New Legal Threat To GMail

wellington writes "Google is facing a renewed threat of legal action from a company that claims to own the intellectual property rights to its GMail e-mail service. Independent International Investment Research, a British company that specialises in research and has several leading City investment banks as clients, argues that it launched "G-Mail web based email" in May 2002."

6 of 526 comments (clear)

  1. Intellectual property rights to GMail? by Itchy+Rich · · Score: 5, Insightful

    Surely this is just trademark infringment at most. The summary seems to infer that general IP rights to the service are involved, rather than just the name.

  2. Sounds legitimate by brucmack · · Score: 5, Insightful

    Sounds like they have a legitimate claim here... They did launch a web-based email service called GMail well before Google. The fact that they've been negotiating with Google for the past 15 months would indicate that they also brought their claim to Google early on. I wonder why Google hasn't just paid them to license the name? Wouldn't they rather use some of their excess money reserves than risk a tarnished name?

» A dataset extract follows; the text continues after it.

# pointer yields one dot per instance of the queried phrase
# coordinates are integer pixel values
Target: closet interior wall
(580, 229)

  3. Re:Fair's fair... by Professeur+Shadoko · · Score: 5, Insightful

    zero ?

    and what about the ads ?

    free != zero-profit.

  4. Vague Summary by aussie_a · · Score: 5, Insightful

    Wow, yet another vague summary, that can definitely be misleading. Having first read the summary, I thought it was about a company claiming to have created the code and/or services of Gmail only to have google steal it. But no, the company is merely sueing for trademark infringement. Way to go slashdot! The word "TRADEMARK" could have been mentioned somewhere in the article, would have cleared it up a tiny bit. But I guess Slashdot gets more pageviews (and ad views) by confusing its readers.

  5. From TFA... by Foobar+of+Borg · · Score: 5, Insightful
    He [Mr. Smith] said he was "reluctantly" considering taking legal action against Google, which could involve his family trust selling shares in the group to fund the claim.

    "I feel it is up to me as the founder and the major shareholder. We're not going to sit on the sidelines while a company uses our intellectual property rights," he said. "We're confident that we have the funding available to us and we're girding our loins," he said.

    As much as they may have a case, I always find the "we don't want to, but they are forcing us" argument funny. Not because of the company itself, but because I can imagine some IP lawyers saying, "Yesss! They are being forccced to! Hisss!" as their forked tongues flick from their mouths and they rub thier greedy paws together with reptilian glint in their eyes.

  6. gmail.com by bookemdano63 · · Score: 5, Insightful

    But they never bother spending the $10 to register gmail.com?